Closed jason-callaway closed 3 years ago
After comparing the results from the parser, its appears we are missing the following controls (35) in the graph database:
Going to look into the ETL parser as to why this is occurring.
You know, those controls looked weird to me. So I did a quick search for them.
MATCH (c:control) WHERE (c:control OR c:family) AND c.name IN ["AP-1", "AP-2", "AR-1", "AR-2", "AR-3", "AR-4", "AR-5", "AR-6", "AR-7", "AR-8", "DI-1", "DI-1(1)", "DI-1(2)", "DI-2", "DI-2(1)", "DM-1", "DM-2", "DM-2(1)", "DM-3", "DM-3(1)", "IP-1", "IP-1(1)", "IP-2", "IP-3", "IP-4", "IP-4(1)", "SE-1", "SE-2", "TR-1", "TR-1(1)", "TR-2", "TR-2(1)", "TR-3", "UL-1", "UL-2"] RETURN c.name
0 results. So now we know why there're not in the graph. Great!
New question: what the heck are they? Maybe deprecated controls? Those should still be in 800-53, though.
Ooooh. We're missing the 800-53 appendices.
https://nvlpubs.nist.gov/nistpubs/SpecialPublications/NIST.SP.800-53r4.pdf
So how should we graph these? As a family under 800-53? Or its own regime? I feel like the former will be easier to use.
Yeah i agree, a family under 800-53 makes the most sense.
The odd part is these controls are listed in the tsv extract for CNSSI 1253 Privacy Overlay but arent resident in the graph as you noted above.
MATCH (r:regime {name: "CNSSI 1253"})-[:HAS*]->(b:baseline {name: "Privacy"}) WITH b MATCH (b)-[:REQUIRES]->(c:control) RETURN b,c.name
Right. We build 800-53 from the tsv at https://nvd.nist.gov/800-53. So what's missing are the appendices, which aren't in the tsv, but are in the pdf. It looks like Appendix J might be the only one containing new controls.
But this makes me worried that we're missing controls from other 800-53 related docs like 800-53A.
Hm, so I'm thinking about where these should live in the graph. One option would be:
MATCH (r:regime {name: 'NIST 800-53'})
MERGE (r)-[:HAS]->(b:baseline {name: 'Appendix J'}) WITH b
MERGE (b)-[:HAS]->(f:family {name: 'AP', description: 'Authority and Purpose'}) WITH f
MERGE (f)-[:HAS]->(c:control {name: 'AP-1', description: 'Authority to Collect'}) WITH f
MERGE (f)-[:HAS]->(c:control {name: 'AP-2', description: 'Purpose Specification'})

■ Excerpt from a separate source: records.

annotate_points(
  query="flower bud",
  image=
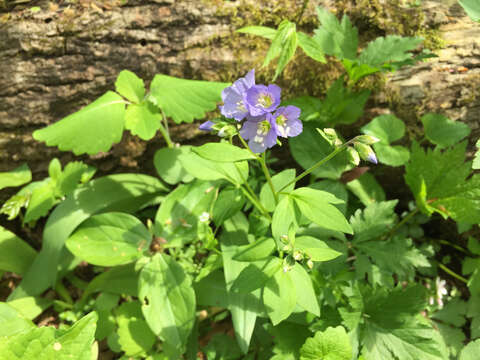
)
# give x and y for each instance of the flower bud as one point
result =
(365, 152)
(367, 139)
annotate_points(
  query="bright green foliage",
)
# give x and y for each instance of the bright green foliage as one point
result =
(130, 86)
(109, 239)
(438, 180)
(283, 46)
(142, 120)
(104, 118)
(16, 177)
(15, 254)
(49, 343)
(472, 7)
(168, 166)
(331, 344)
(339, 39)
(388, 128)
(168, 300)
(222, 152)
(185, 100)
(442, 131)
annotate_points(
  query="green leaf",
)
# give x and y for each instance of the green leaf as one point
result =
(127, 192)
(104, 118)
(109, 239)
(317, 250)
(222, 152)
(306, 297)
(339, 39)
(130, 86)
(262, 31)
(279, 181)
(12, 322)
(311, 47)
(168, 300)
(203, 169)
(472, 8)
(49, 343)
(168, 166)
(331, 344)
(15, 254)
(185, 100)
(19, 176)
(142, 120)
(442, 179)
(309, 147)
(134, 335)
(279, 297)
(442, 131)
(283, 46)
(316, 206)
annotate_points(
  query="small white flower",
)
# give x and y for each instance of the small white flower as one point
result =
(204, 217)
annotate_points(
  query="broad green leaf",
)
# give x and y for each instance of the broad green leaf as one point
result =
(339, 39)
(130, 86)
(331, 344)
(142, 120)
(15, 254)
(442, 131)
(104, 118)
(19, 176)
(279, 297)
(309, 147)
(203, 169)
(168, 165)
(74, 343)
(316, 206)
(109, 239)
(317, 250)
(168, 300)
(134, 335)
(279, 181)
(12, 322)
(222, 152)
(243, 307)
(30, 307)
(311, 47)
(283, 46)
(306, 297)
(441, 176)
(185, 100)
(472, 8)
(262, 31)
(126, 192)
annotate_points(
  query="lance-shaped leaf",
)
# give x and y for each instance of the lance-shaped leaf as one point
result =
(185, 100)
(168, 300)
(104, 118)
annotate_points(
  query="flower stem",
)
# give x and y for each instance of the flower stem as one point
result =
(318, 164)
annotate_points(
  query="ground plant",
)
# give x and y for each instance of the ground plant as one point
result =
(225, 256)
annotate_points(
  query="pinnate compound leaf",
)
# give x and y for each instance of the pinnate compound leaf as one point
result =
(185, 100)
(19, 176)
(104, 118)
(109, 239)
(442, 131)
(142, 120)
(168, 300)
(223, 152)
(130, 86)
(50, 343)
(15, 254)
(331, 344)
(438, 180)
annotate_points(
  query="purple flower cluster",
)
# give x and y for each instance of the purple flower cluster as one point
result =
(258, 106)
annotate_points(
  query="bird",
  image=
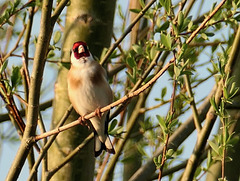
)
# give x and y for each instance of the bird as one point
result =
(88, 91)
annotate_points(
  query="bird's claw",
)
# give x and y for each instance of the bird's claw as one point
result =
(83, 121)
(98, 113)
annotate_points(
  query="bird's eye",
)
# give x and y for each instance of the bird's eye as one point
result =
(75, 49)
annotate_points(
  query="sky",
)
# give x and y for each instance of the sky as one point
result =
(8, 150)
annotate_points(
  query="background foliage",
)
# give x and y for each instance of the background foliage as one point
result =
(173, 67)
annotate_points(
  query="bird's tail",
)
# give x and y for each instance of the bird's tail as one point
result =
(99, 146)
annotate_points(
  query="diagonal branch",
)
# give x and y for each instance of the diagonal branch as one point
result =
(128, 30)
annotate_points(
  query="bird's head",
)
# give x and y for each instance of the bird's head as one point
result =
(80, 50)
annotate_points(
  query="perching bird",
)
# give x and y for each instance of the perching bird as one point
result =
(88, 91)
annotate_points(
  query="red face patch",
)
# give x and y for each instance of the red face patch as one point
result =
(84, 53)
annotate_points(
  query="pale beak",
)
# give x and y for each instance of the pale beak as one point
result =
(81, 49)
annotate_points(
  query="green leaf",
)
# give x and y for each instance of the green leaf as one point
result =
(135, 10)
(16, 77)
(112, 125)
(163, 27)
(3, 66)
(137, 49)
(56, 37)
(213, 103)
(180, 19)
(131, 77)
(214, 146)
(162, 123)
(166, 41)
(131, 62)
(67, 65)
(153, 52)
(164, 92)
(204, 36)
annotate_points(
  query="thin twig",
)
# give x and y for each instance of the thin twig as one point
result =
(128, 30)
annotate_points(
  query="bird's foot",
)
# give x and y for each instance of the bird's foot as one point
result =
(98, 113)
(83, 121)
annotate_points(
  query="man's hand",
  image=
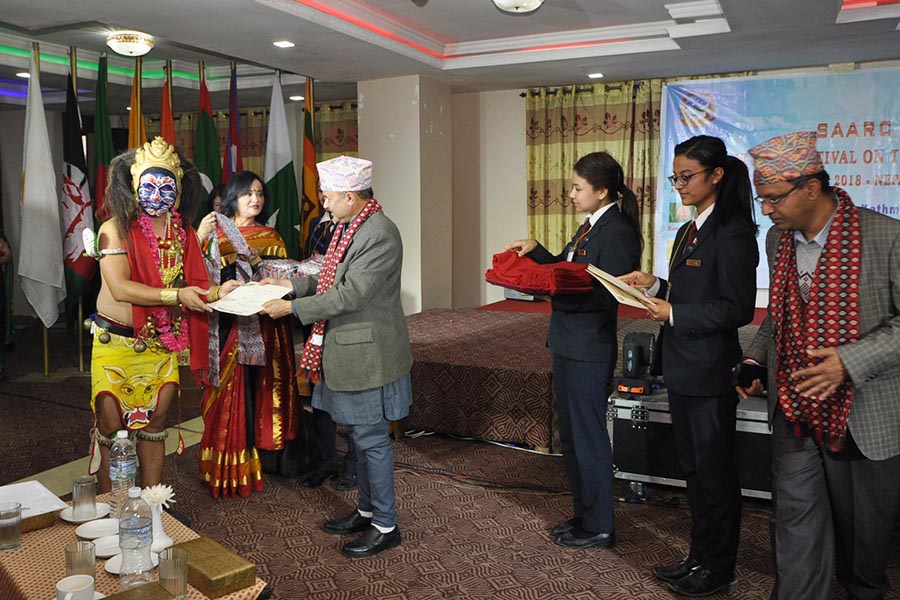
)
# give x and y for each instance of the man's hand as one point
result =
(824, 378)
(277, 308)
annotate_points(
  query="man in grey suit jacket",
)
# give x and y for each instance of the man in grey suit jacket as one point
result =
(834, 398)
(358, 353)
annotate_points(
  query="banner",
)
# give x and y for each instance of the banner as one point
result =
(856, 116)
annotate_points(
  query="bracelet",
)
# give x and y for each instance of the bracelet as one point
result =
(168, 296)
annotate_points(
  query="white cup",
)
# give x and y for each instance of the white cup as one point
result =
(75, 587)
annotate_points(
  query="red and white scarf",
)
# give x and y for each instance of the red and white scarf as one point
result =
(311, 360)
(829, 318)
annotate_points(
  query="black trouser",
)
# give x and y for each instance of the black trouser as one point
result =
(704, 428)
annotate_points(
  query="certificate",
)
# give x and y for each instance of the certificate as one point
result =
(620, 290)
(249, 298)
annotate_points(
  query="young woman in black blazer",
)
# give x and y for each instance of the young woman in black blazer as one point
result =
(582, 338)
(711, 292)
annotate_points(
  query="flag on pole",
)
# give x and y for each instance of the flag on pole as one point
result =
(77, 214)
(232, 162)
(206, 139)
(40, 251)
(103, 146)
(137, 133)
(311, 209)
(283, 200)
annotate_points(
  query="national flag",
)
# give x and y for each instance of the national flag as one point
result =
(283, 201)
(311, 209)
(137, 133)
(206, 140)
(104, 151)
(40, 250)
(77, 213)
(232, 162)
(166, 120)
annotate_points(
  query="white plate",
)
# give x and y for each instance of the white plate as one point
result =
(115, 563)
(94, 529)
(102, 511)
(106, 546)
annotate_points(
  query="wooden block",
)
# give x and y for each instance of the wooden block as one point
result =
(215, 570)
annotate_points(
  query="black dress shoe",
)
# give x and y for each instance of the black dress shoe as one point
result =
(702, 582)
(371, 542)
(565, 526)
(346, 482)
(582, 538)
(352, 523)
(675, 571)
(318, 478)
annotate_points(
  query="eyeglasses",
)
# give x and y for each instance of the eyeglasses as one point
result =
(683, 180)
(773, 201)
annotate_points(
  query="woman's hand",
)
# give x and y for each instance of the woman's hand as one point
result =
(522, 247)
(639, 279)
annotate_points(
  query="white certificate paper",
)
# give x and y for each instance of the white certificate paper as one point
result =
(249, 298)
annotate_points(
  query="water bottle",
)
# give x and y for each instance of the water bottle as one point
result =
(135, 538)
(122, 471)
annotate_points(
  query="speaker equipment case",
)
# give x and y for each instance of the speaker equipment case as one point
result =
(640, 428)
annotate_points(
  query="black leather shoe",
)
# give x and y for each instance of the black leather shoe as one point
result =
(352, 523)
(675, 571)
(702, 582)
(371, 542)
(566, 526)
(582, 538)
(318, 478)
(346, 482)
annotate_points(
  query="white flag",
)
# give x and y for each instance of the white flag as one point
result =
(40, 251)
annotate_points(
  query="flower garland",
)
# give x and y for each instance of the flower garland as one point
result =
(173, 336)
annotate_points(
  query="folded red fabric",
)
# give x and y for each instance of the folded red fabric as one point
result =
(525, 275)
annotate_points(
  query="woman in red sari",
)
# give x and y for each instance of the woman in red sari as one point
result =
(254, 407)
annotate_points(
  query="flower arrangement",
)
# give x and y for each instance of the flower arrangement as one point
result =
(159, 494)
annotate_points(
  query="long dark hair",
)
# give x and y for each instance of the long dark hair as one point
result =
(601, 170)
(237, 186)
(734, 196)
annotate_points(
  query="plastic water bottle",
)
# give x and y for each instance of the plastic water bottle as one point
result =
(135, 538)
(122, 471)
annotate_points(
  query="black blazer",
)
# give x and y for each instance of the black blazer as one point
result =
(583, 326)
(712, 289)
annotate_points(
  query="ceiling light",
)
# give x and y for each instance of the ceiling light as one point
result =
(130, 43)
(518, 6)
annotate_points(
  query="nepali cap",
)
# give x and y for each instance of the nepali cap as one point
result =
(786, 157)
(345, 174)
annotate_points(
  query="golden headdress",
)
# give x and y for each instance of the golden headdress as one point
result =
(161, 154)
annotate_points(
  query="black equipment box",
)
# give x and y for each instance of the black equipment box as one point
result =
(640, 428)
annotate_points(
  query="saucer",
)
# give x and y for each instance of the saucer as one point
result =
(102, 511)
(94, 529)
(107, 546)
(115, 563)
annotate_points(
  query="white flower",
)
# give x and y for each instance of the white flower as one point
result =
(159, 494)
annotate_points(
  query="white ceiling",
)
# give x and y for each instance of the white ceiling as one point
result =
(469, 44)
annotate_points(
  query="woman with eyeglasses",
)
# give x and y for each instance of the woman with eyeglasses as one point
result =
(582, 338)
(710, 293)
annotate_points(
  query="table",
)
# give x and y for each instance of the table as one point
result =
(31, 572)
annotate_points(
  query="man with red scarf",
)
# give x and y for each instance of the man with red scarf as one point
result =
(832, 344)
(358, 352)
(151, 305)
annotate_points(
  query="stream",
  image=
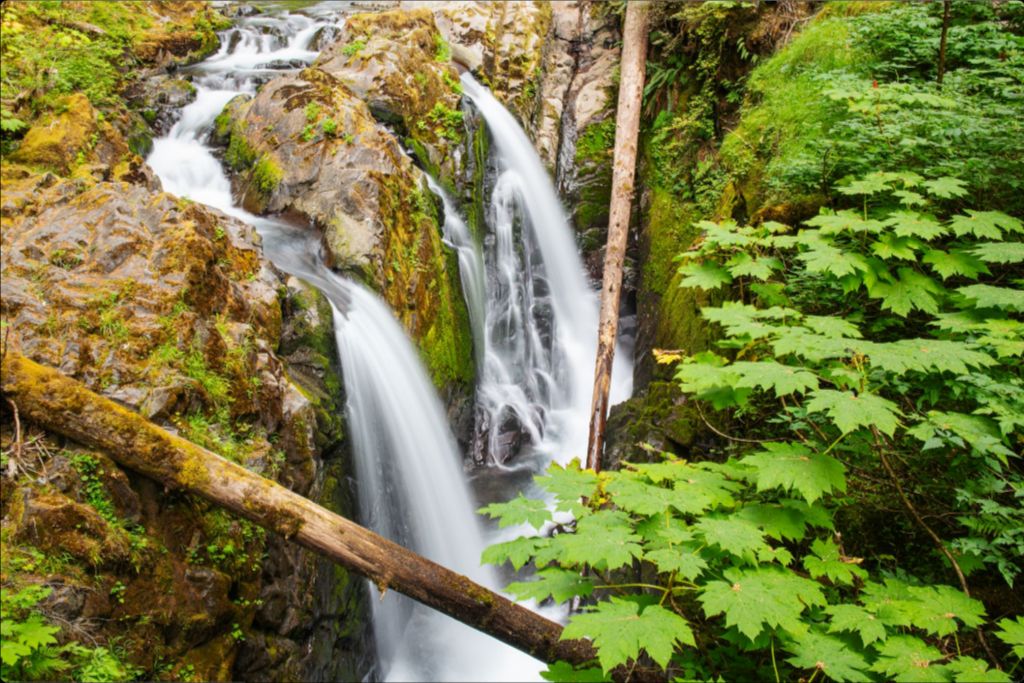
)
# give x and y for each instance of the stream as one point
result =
(534, 316)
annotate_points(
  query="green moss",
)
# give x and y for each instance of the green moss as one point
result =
(786, 116)
(266, 174)
(669, 231)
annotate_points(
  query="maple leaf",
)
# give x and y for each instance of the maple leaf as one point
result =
(517, 551)
(985, 224)
(857, 620)
(910, 291)
(999, 252)
(1012, 633)
(554, 583)
(761, 268)
(945, 187)
(851, 412)
(517, 511)
(794, 466)
(568, 484)
(986, 296)
(620, 629)
(603, 540)
(913, 224)
(832, 655)
(685, 562)
(752, 599)
(563, 672)
(955, 262)
(733, 535)
(826, 561)
(907, 658)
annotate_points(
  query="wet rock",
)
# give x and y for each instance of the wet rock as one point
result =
(56, 141)
(55, 523)
(313, 148)
(95, 280)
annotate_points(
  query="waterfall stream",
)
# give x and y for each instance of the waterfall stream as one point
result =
(534, 318)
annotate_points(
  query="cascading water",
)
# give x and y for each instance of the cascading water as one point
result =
(411, 485)
(541, 326)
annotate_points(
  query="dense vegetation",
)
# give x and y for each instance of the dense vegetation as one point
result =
(857, 513)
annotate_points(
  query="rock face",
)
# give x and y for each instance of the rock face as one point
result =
(169, 308)
(313, 147)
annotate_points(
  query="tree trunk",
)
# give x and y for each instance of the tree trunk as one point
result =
(627, 131)
(65, 406)
(942, 41)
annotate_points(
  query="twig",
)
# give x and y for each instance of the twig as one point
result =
(15, 447)
(935, 537)
(724, 435)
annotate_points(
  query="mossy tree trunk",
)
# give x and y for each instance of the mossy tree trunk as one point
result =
(624, 169)
(65, 406)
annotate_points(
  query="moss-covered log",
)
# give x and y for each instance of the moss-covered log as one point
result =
(65, 406)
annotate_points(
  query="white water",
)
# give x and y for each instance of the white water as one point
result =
(411, 484)
(541, 330)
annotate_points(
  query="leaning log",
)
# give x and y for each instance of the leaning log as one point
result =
(623, 170)
(65, 406)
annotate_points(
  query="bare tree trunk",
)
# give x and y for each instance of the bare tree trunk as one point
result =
(627, 131)
(65, 406)
(946, 6)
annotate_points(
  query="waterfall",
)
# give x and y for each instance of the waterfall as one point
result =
(541, 330)
(412, 487)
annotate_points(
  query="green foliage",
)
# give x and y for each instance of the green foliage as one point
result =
(30, 649)
(354, 47)
(442, 51)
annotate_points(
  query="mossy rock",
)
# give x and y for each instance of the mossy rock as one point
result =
(56, 141)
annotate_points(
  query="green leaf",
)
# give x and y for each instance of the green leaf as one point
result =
(568, 484)
(832, 326)
(783, 380)
(910, 291)
(856, 620)
(733, 535)
(845, 221)
(851, 412)
(945, 187)
(999, 252)
(752, 599)
(954, 262)
(826, 561)
(603, 540)
(554, 583)
(907, 658)
(970, 670)
(889, 246)
(743, 264)
(986, 296)
(518, 551)
(517, 511)
(620, 630)
(985, 224)
(707, 275)
(633, 495)
(794, 466)
(563, 672)
(1012, 633)
(686, 563)
(832, 655)
(913, 224)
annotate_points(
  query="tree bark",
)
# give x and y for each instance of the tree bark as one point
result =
(946, 6)
(65, 406)
(632, 68)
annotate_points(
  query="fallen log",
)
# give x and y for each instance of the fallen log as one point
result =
(65, 406)
(623, 170)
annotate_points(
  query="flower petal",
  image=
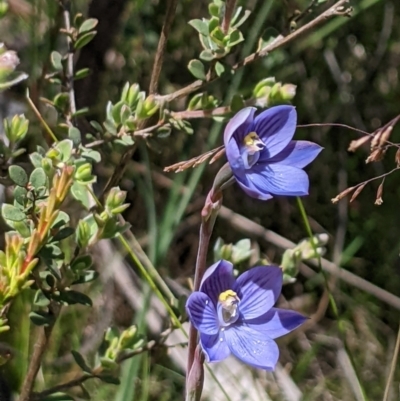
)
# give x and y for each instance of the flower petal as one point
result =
(217, 278)
(251, 190)
(296, 154)
(275, 127)
(239, 124)
(278, 179)
(237, 128)
(202, 313)
(214, 348)
(277, 322)
(258, 289)
(252, 347)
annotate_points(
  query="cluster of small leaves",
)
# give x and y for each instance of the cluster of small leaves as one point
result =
(15, 130)
(242, 253)
(115, 347)
(215, 42)
(80, 35)
(8, 63)
(269, 93)
(124, 117)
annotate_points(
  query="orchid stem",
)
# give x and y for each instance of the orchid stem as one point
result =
(206, 229)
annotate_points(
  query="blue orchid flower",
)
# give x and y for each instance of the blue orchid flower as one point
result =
(263, 158)
(236, 316)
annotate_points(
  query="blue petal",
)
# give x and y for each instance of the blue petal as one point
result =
(296, 154)
(252, 347)
(277, 322)
(258, 289)
(215, 347)
(239, 124)
(237, 128)
(278, 179)
(247, 185)
(217, 278)
(276, 127)
(202, 313)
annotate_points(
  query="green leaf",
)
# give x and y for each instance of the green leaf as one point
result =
(88, 25)
(58, 397)
(63, 233)
(75, 135)
(36, 159)
(207, 55)
(237, 103)
(40, 299)
(109, 379)
(96, 126)
(199, 25)
(82, 262)
(235, 37)
(219, 68)
(12, 213)
(40, 318)
(18, 175)
(196, 67)
(242, 20)
(61, 220)
(213, 9)
(91, 155)
(82, 73)
(74, 297)
(20, 195)
(86, 277)
(81, 194)
(56, 60)
(84, 39)
(80, 360)
(38, 178)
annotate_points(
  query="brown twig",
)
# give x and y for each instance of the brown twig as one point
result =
(162, 43)
(337, 9)
(37, 356)
(66, 5)
(126, 158)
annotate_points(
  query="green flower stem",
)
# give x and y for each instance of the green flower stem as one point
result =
(206, 229)
(41, 119)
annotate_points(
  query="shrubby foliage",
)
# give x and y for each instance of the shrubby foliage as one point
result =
(115, 98)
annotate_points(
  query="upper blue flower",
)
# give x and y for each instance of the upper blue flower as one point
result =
(237, 316)
(262, 155)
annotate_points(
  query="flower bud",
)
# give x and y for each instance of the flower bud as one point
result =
(83, 234)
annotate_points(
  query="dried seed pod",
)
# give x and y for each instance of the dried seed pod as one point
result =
(379, 193)
(358, 191)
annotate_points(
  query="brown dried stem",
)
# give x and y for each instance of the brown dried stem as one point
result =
(37, 356)
(337, 9)
(162, 43)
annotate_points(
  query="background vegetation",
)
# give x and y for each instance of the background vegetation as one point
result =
(346, 71)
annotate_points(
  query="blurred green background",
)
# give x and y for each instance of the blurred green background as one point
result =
(346, 71)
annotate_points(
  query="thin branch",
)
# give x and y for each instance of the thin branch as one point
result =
(337, 9)
(96, 374)
(229, 10)
(37, 356)
(66, 5)
(392, 367)
(162, 43)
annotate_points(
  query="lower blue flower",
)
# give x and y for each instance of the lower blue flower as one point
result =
(236, 316)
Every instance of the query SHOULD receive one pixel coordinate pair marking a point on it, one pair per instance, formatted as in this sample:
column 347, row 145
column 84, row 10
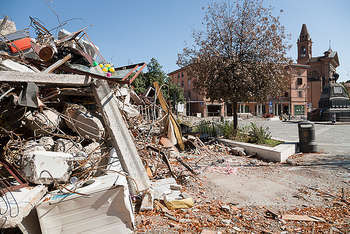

But I could also see putting these families under the 800-53 regime itself. If people expect them to be (regime)->(family)->(control) this would be confusing.
This is one of the handful of grievances we have from NIST and their ability to "present" versus "supply" us the data.
The controls mentioned above are the privacy controls for that respective office. I read somewhere that OSCAL is supposed to include these controls from other appendices, but I still hold skeptical as I did with SCAP.
My general rule of thumb is, if NIST doesn't provide the controls then we're not missing them. It's too much of a hassle to massage the data when the data custodian is responsible for that. But if we include them, then into its own regime.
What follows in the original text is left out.